Supplementary Materials
Data Availability Statement
All raw and processed sequencing data are available in GEO accession #GSE182095. For ease of reference, processed TPM values for RNA seq is provided in the data supplement (table S13). Tracks for ATAC and HiChIP were visualized on WashU Epigenome Browser.
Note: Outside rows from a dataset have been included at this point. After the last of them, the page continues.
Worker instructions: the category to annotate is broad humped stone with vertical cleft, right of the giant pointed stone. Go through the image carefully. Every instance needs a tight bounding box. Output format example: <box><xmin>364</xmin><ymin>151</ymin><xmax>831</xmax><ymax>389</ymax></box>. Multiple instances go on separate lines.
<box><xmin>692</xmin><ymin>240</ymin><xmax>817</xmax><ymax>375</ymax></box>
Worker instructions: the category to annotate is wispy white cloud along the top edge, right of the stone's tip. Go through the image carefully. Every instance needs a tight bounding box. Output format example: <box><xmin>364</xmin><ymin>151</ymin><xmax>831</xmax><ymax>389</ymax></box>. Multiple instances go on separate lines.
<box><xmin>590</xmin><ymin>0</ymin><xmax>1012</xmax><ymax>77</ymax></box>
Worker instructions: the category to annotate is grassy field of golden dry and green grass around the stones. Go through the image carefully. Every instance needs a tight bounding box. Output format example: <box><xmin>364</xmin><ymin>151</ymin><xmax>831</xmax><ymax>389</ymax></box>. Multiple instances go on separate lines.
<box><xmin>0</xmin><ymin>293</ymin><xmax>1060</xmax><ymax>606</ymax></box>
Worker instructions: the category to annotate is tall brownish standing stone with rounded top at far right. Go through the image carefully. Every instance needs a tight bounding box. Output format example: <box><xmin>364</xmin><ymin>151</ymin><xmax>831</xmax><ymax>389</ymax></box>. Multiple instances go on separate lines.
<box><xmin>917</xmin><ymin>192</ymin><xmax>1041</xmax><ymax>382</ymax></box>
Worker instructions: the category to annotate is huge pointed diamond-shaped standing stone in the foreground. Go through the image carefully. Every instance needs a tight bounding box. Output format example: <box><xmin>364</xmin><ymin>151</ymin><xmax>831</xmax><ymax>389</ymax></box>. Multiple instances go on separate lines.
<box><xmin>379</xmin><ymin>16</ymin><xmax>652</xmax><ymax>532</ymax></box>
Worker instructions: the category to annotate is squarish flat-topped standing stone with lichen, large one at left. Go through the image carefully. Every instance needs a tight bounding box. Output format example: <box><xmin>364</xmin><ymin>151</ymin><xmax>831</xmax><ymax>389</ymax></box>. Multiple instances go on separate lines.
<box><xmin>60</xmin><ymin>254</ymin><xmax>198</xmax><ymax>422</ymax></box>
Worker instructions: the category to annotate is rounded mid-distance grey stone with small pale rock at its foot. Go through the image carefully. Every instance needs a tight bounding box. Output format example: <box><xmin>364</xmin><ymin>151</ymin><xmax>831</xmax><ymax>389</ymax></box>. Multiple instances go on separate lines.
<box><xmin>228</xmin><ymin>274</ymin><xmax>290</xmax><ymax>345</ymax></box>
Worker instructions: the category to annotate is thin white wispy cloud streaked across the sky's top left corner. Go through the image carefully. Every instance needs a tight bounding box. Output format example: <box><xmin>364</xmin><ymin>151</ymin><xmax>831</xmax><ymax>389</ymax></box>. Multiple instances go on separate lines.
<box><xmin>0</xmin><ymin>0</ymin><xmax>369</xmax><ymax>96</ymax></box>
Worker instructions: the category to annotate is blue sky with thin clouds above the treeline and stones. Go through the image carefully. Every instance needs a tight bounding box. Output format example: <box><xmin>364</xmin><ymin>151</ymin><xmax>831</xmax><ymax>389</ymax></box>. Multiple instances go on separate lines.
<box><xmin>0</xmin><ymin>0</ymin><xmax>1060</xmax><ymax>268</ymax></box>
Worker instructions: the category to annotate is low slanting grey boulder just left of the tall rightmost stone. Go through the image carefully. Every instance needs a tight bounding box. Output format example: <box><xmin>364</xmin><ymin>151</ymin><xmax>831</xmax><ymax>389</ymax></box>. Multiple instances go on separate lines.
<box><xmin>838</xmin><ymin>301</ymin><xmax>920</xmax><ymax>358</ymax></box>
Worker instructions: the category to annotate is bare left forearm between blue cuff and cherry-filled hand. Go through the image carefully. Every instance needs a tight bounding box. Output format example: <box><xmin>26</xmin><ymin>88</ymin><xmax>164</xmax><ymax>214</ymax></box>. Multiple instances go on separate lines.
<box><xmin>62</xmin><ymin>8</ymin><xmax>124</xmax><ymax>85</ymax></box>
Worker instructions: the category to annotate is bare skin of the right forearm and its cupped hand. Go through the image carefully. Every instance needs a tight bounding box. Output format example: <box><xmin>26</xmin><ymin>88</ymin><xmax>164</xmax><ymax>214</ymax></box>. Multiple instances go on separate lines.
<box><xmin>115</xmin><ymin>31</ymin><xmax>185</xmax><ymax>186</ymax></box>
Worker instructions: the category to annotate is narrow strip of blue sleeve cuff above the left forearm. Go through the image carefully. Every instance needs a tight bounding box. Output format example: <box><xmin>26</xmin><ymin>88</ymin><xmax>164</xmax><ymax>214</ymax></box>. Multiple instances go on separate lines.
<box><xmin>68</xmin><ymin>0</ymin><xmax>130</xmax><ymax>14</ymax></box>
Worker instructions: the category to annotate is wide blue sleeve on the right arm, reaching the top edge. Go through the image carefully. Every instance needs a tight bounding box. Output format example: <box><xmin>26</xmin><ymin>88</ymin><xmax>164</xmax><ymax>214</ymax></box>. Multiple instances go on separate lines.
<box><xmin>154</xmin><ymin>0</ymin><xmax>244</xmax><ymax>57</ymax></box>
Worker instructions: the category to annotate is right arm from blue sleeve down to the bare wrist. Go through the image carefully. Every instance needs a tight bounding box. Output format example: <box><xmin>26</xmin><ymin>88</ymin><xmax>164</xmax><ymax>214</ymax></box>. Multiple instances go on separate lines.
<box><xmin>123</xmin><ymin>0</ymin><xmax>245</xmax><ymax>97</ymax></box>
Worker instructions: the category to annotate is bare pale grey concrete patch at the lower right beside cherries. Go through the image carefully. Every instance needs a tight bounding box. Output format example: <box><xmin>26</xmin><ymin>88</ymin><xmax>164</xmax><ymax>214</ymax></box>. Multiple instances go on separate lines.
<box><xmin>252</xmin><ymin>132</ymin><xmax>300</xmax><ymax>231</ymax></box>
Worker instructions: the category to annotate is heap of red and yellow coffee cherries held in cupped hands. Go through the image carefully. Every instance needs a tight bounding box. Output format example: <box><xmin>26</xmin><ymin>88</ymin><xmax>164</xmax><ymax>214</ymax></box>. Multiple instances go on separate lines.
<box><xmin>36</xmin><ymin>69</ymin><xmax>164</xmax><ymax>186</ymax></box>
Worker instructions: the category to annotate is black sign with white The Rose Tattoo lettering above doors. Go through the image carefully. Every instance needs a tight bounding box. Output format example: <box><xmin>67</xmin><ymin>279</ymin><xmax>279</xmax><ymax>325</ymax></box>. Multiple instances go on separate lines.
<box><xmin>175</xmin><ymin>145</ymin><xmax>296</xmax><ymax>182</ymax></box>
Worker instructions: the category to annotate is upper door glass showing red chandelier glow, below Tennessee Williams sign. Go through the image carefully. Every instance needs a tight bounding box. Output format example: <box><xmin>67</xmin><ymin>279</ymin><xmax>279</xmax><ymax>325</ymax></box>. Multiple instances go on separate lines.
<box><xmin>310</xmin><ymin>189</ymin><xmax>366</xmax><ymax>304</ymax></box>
Raw and processed RNA, ATAC, and HiChIP D0 and D2 Ngn2-derived H9 samples are referenced86. All MPRA summary statistics and raw counts results are provided (Data S5) and processed data is available at https://arvid-data.shinyapps.io/neuropsychiatry/ or Data S3. Previously published GWAS study data used as a basis for this work is noted in each study published and is annotated in online GWAS data resources, including https://www.ebi.ac.uk/gwas/ and http://www.nealelab.is/uk-biobank/. For LDSC scoring, GWAS data used was available and preprocessed by https://alkesgroup.broadinstitute.org/LDSCORE/all_sumstats/. For colocalization studies, available summary statistics are provided: https://zenodo.org/record/3518299#.XbMgFNF7m90. Additional publicly available data sets used include: GTEx v7, Haploreg v4, ENCODE hg19, StringDB (https://string-db.org/), OMIM (https://www.omim.org/), The Drug Repurposing Hub (http://www.broadinstitute.org/repurposing), PsychENCODE (http://resource.psychencode.org/), HOCOMOCO v11 (https://hocomoco11.autosome.org/), UCSC browser (https://genome.ucsc.edu/), Brainmap SMART-seq cortical data (http://portal.brain-map.org/atlases-and-data/rnaseq/human-multiple-cortical-areas-smart-seq ), SCHEMA (https://schema.broadinstitute.org/), and SNVlocs.Hsapiens.dbSNV142.GRCh37.
VA cohort data has restricted access for privacy concerns.